Becoming a delegate is a three-step process:

  1. In your custom class, adopt the delegate’s protocol.
  2. Implement the appropriate protocol methods.
  3. Connect the delegate outlet of the object to your delegate object.

A protocol is a contract, or promise, that your class will implement specific methods. This lets other objects know that your object has agreed to accept certain responsibilities. A protocol can declare two kinds of methods: required and optional. All required methods must be included in your class’s implementation. If you leave any out, you’ve broken the contract, and your project won’t compile. It’s up to you to decide which optional methods you implement. If you implement an optional method, your object will receive that message. If you don’t, it won’t. It’s that simple. Most delegate methods are optional.

Lets take an example of UIWebView to explain it properly :

Step 1 : Adopt the delegate’s protocol. In case of UIWebView, its UIWebViewDelegate

@interface ViewController : UIViewController<UIWebViewDelegate>

Adding this to your class definition means that your class agrees to handle messages listed in the UIWebViewDelegate protocol, and is prepared to be connected to a UIWebView’s delegate outlet.

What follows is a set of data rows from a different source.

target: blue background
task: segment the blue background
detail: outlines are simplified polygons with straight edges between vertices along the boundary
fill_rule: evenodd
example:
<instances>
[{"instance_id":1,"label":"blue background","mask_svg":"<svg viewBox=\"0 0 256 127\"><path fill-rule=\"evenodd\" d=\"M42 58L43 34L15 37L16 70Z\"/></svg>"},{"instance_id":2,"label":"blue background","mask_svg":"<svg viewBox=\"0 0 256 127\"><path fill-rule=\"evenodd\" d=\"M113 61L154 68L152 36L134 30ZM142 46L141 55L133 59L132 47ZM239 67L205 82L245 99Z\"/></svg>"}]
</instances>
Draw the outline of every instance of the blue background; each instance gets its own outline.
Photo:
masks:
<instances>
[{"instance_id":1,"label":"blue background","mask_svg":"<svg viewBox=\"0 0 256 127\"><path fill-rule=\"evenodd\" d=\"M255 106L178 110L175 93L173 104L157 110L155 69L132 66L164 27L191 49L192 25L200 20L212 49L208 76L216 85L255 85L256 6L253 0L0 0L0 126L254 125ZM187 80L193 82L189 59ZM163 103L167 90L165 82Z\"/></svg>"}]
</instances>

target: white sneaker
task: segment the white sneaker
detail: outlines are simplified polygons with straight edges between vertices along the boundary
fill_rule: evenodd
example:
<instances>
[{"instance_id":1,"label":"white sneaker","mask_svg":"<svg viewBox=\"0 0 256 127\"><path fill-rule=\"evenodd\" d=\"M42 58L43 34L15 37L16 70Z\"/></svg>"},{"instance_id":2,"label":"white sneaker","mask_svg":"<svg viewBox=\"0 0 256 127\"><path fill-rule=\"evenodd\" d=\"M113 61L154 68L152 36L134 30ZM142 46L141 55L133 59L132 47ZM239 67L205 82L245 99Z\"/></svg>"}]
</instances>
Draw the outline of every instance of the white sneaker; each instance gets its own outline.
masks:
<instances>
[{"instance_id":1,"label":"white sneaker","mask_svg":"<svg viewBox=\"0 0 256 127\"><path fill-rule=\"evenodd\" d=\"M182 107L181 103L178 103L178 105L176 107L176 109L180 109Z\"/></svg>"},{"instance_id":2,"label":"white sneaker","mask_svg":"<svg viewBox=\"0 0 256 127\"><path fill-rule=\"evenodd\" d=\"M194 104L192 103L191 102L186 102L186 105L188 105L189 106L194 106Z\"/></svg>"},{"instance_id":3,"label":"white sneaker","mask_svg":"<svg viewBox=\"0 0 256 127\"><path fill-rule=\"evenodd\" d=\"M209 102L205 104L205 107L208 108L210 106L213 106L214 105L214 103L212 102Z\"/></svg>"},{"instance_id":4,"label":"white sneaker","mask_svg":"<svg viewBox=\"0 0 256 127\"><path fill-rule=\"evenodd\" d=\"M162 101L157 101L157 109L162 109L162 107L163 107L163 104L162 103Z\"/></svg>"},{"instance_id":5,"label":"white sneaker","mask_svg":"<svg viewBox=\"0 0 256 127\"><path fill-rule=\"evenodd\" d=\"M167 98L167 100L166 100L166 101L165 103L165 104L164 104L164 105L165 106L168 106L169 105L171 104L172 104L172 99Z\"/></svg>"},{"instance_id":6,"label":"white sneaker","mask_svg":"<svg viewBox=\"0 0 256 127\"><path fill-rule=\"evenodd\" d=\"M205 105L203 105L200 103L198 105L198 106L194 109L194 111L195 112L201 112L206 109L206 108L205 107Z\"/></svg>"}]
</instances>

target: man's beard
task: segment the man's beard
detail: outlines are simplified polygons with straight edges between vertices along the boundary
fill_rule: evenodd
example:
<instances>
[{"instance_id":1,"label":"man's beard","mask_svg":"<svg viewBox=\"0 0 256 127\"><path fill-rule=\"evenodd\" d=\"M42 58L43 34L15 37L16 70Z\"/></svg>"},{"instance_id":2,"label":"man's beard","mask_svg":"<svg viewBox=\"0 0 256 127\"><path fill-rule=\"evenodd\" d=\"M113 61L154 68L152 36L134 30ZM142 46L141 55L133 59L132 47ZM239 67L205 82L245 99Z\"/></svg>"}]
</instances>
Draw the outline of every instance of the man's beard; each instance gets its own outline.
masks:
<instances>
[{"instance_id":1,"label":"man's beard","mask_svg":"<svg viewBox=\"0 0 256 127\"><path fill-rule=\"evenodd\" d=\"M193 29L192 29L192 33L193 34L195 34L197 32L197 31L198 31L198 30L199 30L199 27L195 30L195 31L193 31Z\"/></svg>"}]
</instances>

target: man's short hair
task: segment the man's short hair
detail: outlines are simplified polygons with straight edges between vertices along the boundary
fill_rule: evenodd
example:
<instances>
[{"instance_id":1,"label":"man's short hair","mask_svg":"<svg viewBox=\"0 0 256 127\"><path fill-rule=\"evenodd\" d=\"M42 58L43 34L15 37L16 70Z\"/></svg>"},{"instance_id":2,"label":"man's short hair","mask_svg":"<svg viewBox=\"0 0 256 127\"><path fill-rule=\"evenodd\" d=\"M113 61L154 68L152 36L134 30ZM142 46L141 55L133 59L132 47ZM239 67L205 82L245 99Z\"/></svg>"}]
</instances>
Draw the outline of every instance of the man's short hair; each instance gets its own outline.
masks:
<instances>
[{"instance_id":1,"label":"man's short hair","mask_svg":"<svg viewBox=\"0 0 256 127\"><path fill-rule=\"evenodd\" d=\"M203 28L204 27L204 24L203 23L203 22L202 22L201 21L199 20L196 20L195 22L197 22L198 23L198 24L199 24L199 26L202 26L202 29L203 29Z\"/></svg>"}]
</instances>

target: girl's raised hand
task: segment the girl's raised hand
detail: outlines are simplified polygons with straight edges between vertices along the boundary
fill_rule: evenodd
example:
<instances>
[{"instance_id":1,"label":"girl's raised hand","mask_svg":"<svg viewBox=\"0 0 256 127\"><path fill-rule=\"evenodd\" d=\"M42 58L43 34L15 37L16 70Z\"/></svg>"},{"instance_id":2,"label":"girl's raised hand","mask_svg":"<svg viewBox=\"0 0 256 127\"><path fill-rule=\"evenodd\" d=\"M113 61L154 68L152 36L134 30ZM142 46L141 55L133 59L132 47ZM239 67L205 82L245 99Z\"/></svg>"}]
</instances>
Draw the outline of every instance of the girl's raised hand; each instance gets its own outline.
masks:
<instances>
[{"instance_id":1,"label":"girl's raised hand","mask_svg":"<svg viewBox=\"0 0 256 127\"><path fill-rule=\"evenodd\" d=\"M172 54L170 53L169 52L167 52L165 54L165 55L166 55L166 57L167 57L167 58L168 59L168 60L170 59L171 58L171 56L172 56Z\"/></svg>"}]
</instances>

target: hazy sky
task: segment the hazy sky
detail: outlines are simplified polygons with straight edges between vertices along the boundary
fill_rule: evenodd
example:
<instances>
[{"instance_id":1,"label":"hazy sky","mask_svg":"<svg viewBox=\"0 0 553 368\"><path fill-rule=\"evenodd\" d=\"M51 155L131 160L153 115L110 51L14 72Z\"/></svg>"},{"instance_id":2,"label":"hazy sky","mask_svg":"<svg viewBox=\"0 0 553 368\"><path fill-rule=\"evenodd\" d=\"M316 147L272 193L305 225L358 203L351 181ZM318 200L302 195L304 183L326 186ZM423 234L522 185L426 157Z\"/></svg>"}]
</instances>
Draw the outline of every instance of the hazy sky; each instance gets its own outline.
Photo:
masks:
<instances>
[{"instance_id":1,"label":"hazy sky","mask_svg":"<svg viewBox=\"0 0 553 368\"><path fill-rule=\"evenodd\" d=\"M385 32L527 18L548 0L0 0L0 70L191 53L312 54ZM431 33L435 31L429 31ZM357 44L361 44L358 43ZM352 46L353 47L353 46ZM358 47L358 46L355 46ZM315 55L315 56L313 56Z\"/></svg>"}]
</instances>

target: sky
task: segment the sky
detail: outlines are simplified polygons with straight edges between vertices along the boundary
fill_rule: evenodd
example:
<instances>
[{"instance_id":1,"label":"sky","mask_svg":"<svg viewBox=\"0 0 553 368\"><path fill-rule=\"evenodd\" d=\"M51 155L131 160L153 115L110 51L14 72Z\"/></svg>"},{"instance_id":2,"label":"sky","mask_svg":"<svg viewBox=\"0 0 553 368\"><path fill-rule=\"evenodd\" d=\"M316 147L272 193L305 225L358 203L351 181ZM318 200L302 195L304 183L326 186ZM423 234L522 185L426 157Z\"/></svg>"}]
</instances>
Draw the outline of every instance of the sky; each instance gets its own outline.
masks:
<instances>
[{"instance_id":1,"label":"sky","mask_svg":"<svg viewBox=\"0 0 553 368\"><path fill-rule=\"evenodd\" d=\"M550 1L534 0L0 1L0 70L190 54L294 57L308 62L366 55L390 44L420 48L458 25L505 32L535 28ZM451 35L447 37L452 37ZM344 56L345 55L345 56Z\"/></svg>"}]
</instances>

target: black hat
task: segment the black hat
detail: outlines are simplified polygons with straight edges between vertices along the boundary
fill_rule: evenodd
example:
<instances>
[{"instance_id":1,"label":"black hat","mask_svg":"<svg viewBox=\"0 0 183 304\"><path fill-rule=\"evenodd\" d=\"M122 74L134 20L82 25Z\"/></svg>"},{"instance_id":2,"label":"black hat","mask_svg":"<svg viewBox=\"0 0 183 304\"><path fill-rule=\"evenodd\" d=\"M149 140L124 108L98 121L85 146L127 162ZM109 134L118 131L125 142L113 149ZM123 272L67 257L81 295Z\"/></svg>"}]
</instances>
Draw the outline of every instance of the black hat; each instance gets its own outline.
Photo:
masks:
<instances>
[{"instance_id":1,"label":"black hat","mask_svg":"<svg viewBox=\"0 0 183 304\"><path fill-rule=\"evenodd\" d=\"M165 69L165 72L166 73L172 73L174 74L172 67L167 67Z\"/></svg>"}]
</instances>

Looking up the UIWebViewDelegate protocol, you find that it lists four methods, all of which are optional:

- (BOOL)webView:(UIWebView *)webView􏰁 shouldStartLoadWithRequest:(NSURLRequest *)request􏰁 navigationType:(UIWebViewNavigationType)navigationType;
- (void)webViewDidStartLoad:(UIWebView *)webView;
- (void)webViewDidFinishLoad:(UIWebView *)webView;
- (void)webView:(UIWebView *)webView didFailLoadWithError:(NSError *)error;

Step 2 : Implement methods(any) in the ViewController

- (void)webViewDidStartLoad:(UIWebView *)webView
{
	//some code
}

Step 3 : Connect the delegate outlet of the object to your delegate object. For this example the delegate is the ViewController object.

webViewObj.delegate = self;

Now your ViewController object is the delegate for the web view. As the web view does its thing, your delegate receives messages on its progress.